The iterative style of development in the Agile has changed the way we build and test the software. During the waterfall days, the performance test was primarily executed in the last phase of the product. However, an agile approach requires you to test your product before every release. The shift towards continuous integration and development has changed how we plan overall performance tests and how often we test however there has not been any change in the way we strategize the performance testing.
Though we no longer are required to build elaborate test plans that we used to write when the waterfall model was prevalent, we still should invest a great deal of time and effort in strategizing the performance testing project.
The first step of which is building the workload model.
Let us assume that your business owner has expectations that under standard peak load, 90 percent of the critical transactions should be completed within 3 seconds and remaining 10 percent within the SLA of 10 seconds
Performance tests are executed to full-proof your application from probable failures that may occur due to sudden (Spike testing) or gradual increase in the load or volume (scalability testing), from infrastructure failures, from untuned code or a performance bottleneck due to incorrectly configured components in the system.
The objective of performance testing is to simulate a load onto a production-like environment and identify gaps in your application and environment before they become a real business problem.
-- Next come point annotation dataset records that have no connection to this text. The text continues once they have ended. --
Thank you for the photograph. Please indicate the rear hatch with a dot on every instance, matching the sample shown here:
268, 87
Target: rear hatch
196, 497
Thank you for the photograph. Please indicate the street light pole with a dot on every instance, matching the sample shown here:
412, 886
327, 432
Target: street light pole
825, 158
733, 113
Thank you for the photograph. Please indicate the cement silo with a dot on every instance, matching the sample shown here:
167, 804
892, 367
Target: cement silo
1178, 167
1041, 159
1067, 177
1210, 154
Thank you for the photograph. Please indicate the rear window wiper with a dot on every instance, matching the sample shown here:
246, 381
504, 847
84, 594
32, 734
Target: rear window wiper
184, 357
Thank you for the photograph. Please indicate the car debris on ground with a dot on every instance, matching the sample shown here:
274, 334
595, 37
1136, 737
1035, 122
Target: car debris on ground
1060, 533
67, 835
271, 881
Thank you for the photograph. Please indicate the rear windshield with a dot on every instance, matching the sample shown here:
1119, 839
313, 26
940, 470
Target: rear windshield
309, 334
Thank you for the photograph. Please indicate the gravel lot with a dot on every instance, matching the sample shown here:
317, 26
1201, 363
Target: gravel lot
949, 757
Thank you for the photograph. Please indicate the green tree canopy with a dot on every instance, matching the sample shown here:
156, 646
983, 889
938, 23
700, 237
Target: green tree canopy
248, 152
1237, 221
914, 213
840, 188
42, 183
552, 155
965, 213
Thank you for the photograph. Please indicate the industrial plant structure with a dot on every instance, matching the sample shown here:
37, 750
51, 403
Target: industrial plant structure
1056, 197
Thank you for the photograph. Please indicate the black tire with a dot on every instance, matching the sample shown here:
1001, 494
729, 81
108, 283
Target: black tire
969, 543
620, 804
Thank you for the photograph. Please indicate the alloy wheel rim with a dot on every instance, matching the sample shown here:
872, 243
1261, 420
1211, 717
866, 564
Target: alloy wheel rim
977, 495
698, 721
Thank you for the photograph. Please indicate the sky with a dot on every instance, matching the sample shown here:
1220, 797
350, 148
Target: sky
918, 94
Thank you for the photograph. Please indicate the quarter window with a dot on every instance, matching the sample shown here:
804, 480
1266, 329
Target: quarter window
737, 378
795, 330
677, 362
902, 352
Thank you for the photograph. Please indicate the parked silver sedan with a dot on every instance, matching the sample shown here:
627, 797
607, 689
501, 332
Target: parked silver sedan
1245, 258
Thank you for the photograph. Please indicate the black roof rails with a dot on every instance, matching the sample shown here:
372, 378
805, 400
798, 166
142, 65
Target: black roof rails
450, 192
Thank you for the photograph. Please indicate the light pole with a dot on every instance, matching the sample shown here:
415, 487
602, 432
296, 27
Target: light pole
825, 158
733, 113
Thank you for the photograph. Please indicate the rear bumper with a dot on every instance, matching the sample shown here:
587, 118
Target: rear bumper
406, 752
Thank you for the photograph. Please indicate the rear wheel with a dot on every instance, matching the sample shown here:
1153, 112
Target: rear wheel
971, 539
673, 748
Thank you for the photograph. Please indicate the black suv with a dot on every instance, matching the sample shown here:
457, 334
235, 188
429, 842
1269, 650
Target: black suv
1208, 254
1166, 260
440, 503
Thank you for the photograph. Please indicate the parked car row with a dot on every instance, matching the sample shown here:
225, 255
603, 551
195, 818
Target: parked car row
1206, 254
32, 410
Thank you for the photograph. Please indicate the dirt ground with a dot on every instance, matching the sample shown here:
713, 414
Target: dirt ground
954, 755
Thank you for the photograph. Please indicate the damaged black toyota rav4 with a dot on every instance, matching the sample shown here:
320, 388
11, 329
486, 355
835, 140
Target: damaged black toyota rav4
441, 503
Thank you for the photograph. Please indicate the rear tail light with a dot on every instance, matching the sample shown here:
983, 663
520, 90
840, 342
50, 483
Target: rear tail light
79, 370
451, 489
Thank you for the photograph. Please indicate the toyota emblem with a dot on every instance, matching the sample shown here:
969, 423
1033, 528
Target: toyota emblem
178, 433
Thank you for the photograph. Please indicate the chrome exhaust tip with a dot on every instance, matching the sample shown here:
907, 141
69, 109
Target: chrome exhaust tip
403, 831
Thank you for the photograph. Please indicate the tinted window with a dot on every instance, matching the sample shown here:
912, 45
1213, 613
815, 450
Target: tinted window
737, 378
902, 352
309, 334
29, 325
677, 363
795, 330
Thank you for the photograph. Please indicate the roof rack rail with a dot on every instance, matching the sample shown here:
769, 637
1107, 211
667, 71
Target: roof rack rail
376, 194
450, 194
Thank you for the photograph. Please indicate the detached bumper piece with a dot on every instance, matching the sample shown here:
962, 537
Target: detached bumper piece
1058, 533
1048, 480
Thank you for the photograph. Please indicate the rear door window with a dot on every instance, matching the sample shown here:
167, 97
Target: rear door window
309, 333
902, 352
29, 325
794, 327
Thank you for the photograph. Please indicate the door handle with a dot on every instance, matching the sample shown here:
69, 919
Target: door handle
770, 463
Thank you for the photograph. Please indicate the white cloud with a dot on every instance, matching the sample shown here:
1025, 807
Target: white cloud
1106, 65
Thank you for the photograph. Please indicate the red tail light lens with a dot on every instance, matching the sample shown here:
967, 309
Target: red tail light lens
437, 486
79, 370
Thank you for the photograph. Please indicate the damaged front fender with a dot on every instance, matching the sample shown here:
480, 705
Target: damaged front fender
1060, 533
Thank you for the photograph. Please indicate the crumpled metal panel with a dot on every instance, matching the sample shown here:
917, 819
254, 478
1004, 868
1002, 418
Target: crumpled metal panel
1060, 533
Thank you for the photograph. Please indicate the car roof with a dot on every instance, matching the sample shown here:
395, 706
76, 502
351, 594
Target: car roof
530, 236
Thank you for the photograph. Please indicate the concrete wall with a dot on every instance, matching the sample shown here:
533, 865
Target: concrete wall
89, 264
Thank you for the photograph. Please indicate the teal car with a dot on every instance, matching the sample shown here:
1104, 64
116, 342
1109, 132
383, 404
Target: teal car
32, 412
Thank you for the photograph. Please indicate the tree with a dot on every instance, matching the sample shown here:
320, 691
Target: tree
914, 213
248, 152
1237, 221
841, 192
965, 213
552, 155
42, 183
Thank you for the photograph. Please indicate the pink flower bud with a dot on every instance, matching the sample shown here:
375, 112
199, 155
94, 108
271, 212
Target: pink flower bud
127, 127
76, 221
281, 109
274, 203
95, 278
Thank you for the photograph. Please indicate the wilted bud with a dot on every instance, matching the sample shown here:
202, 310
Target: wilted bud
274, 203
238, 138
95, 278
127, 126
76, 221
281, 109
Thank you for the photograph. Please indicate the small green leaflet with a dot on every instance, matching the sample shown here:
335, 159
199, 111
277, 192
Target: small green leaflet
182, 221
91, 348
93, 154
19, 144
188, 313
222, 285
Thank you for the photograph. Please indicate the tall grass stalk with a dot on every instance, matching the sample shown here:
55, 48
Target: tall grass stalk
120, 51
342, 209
This can only be achieved by first building an appropriate simulation model that correctly captures your critical business processes, list of critical APIs or database queries. The workload model is the document that will capture these details and also provide the calculations that will guide a performance tester with required details to carry out performance testing such as an expected number transactions per seconds (TPS), pacing and thinking time calculations for every in-scope business-critical process.
Source Type | Tools/Sources |
---|---|
Actuals/Production logs | Web server logs, Database queries, or Data mining tools such as Splunk or Logstash Kibana. |
Testimony (from Business) | A businessperson who has an understanding of the expected growth of the software product you are testing. |
Comparison | Your competitor’s product in the market or their published sales numbers. |
Inference | Result of the process of reasoning in which the tester knows some unperceived character of a software product through the testing or domain experience. |
The widely accepted approach in the performance testing space is that 80% business volume is contributed by 20% business transactions. The workload model for performance testing is often designed with the same assumptions that are based on the Pareto principle.
The Pareto principle (also known as the 80/20 rule, the law of the vital few, or the principle of factor sparsity) states that, for many events, roughly 80% of the effects come from 20% of the causes.
Following is the pictorial illustration of the Pareto principle applied to community fundraising
Let us say after applying the above principle you have recognised the list of the critical business transactions. And based on the data obtained from the different sources of knowledge such production logs; you have identified transaction volume for each business-critical transaction and the peak load volume. The next step is ascertaining required pacing and thinking time to build the workload model. The mathematical principle that I use to build this simulation model is Little's law of queueing theory which states that the long-term average number L of customers in a stationary system is equal to the long-term average effective arrival rate λ multiplied by the average time W that a customer spends in the system. Expressed algebraically the law is
L = λ W
Business Process | Steps | Avg think time(seconds) | Total think time(W) | Total Users(L) | Pacing time(λ) |
---|---|---|---|---|---|
BP-1 | 5 | 10 | 50 | 30 | 1.6 |
BP-2 | 10 | 10 | 100 | 200 | 2 |
BP-3 | 7 | 10 | 70 | 140 | 2 |
BP-4 | 14 | 10 | 140 | 300 | 2.14 |
BP-5 | 11 | 10 | 110 | 300 | 2.7 |
W - Think time is average time users spend on every page. L - Total users during peak load hour λ – Interval between the iteration of same transactions.
Suggestions :
Use the above steps to execute your baseline performance tests. To achieve expected TPS, modify your total user count, pacing time values for in-scope transactions for any other goal-oriented performance testing such as stress or scalable testing.